Which brings me to recent actions on the part of University administrators to move (intentionally or not) Duke social life virtually off-campus--from the 1995 kegs-on-the-quad ban to recent calls for more closed fraternity parties--or to destroy Duke social life altogether (throwing parties off-campus with the Durham police on high alert acting as if al Qaeda might be planning them has turned into a big league pain-in-the-butt).

This turn of events is unfortunate because I think administrators are ultimately trying to do the right thing by making Duke less fraternity-centered. It's a pretty archaic system we had here, and I don't think it was a system, despite popular belief, that the majority of Duke students were all that dependent on. But in slowly eliminating the fraternities, the administration seems to becoming dangerously close to taking the fun out of campus life. This isn't because the fraternities are the only groups that can provide that fun (I have fun most weekends and it's almost never at a frat party), but rather because they're providing no exciting alternative for students on-campus.
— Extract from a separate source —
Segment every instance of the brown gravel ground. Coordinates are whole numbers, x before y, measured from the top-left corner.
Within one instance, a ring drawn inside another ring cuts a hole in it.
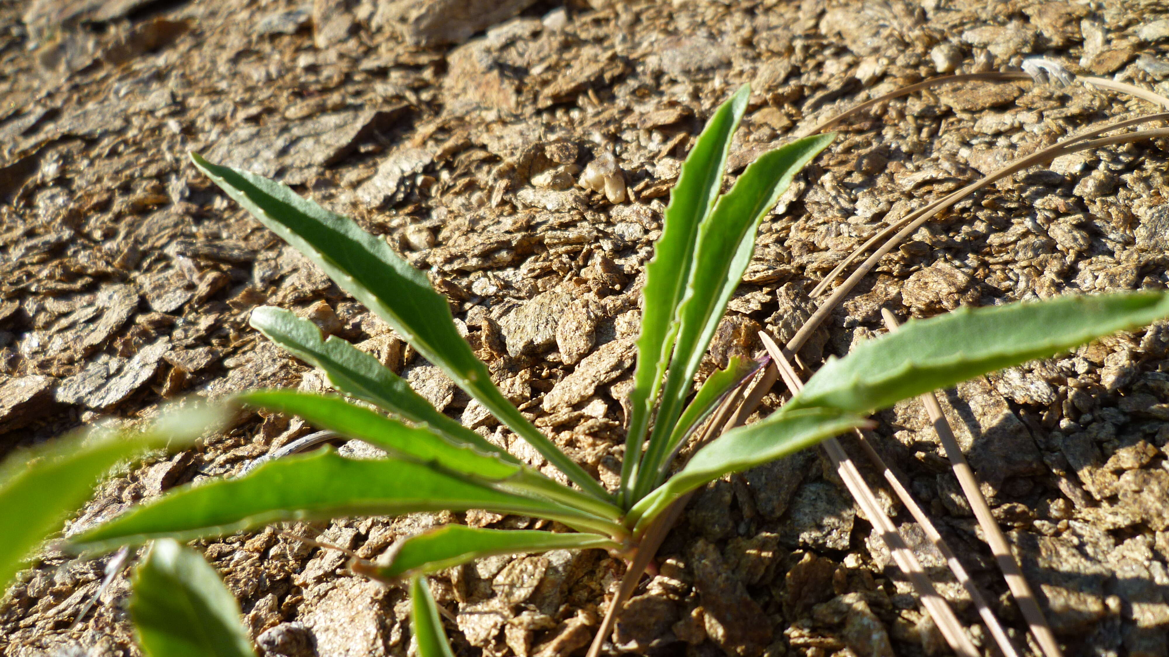
[[[188,151],[295,185],[428,269],[505,393],[613,485],[643,265],[680,159],[736,85],[754,94],[733,173],[856,102],[940,72],[1016,70],[1035,54],[1169,91],[1169,6],[1151,1],[593,4],[444,0],[428,14],[421,0],[0,0],[0,454],[150,416],[180,393],[321,389],[247,326],[265,303],[360,343],[448,414],[512,440],[213,189]],[[1082,87],[981,83],[846,125],[765,221],[705,371],[756,353],[761,327],[789,337],[811,286],[886,222],[1082,126],[1153,110]],[[904,319],[1164,288],[1163,146],[1060,158],[960,203],[886,256],[801,355],[818,362],[881,332],[881,306]],[[575,186],[607,153],[624,193]],[[1167,357],[1158,325],[942,395],[1068,655],[1169,655]],[[879,420],[885,457],[1026,646],[925,410],[906,402]],[[155,455],[102,484],[67,532],[237,472],[309,430],[257,415]],[[974,624],[921,530],[881,496]],[[443,521],[538,526],[447,513],[295,531],[373,556]],[[198,545],[267,655],[408,652],[403,593],[353,576],[338,553],[272,531]],[[610,653],[947,652],[816,452],[703,490],[660,559]],[[138,655],[129,569],[78,622],[106,561],[50,553],[22,573],[0,602],[4,655]],[[434,589],[457,617],[458,655],[560,657],[582,651],[621,574],[603,553],[561,551],[485,559]]]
That's too bad, because it cuts down on the possibility of having a good time on-campus, and it's in that possibility for fun wherein lies the possibility of building a stronger Duke community. The administration seems to view parties as a problem--they discourage big ones and any on-campus festivity needs to be monitored closely. In truth, parties can be part of the solution.

You guys up in the Allen Building want to build community? Throw a University-sponsored keg party on Main West. Invite everyone (Pauly, too, because come 2 a.m. people are gonna want some hot dogs). Make it last all night. No big, inflatable moon walks for us to jump on. No games, no raffles, no prizes. Just a good, old-fashioned blow-out with music, and beer, caffeine and Pauly dogs. I'm not talking about reverting back to so-called "Old Duke"; this is not a frat party I'm proposing.

I'm talking about a New New Duke--an independent-centered Duke, an academic Duke, but not a Duke devoid of fun. And not a dry Duke, either. Not because I think alcohol should dominate our social lives; it shouldn't and it certainly doesn't dominate mine. But this is tough stuff we're dealing with--this communication business--and beer, ta da!, actually does loosen people up a little. We may not be so good at talking to each other, but we can drink okay and (some of us, though maybe not me) can dance, and we can laugh, and that's a start. Not a solution, but a pretty damn good start.

I know---you're worried about liability, and it's a legitimate concern. But in the long-run, the real liability to this University and to this world is graduating class after class of students who don't know how to communicate, don't know how to socialize, don't know how to have fun with people they may disagree with, or people they don't understand. So think about it. Really. I think it might do us some good.

And in the meantime, Nathan, I'm proposing dinner and calm yet passionate discussion. Not trying to prove I'm right; just trying to get you to see what I'm saying and interested in what you're saying because it didn't make all that much sense to me when I read it on these pages. How's 6 p.m. Thursday at the Loop? Beer's on me.

Lucas Schaefer is a Trinity senior. He is a regular Chronicle columnist.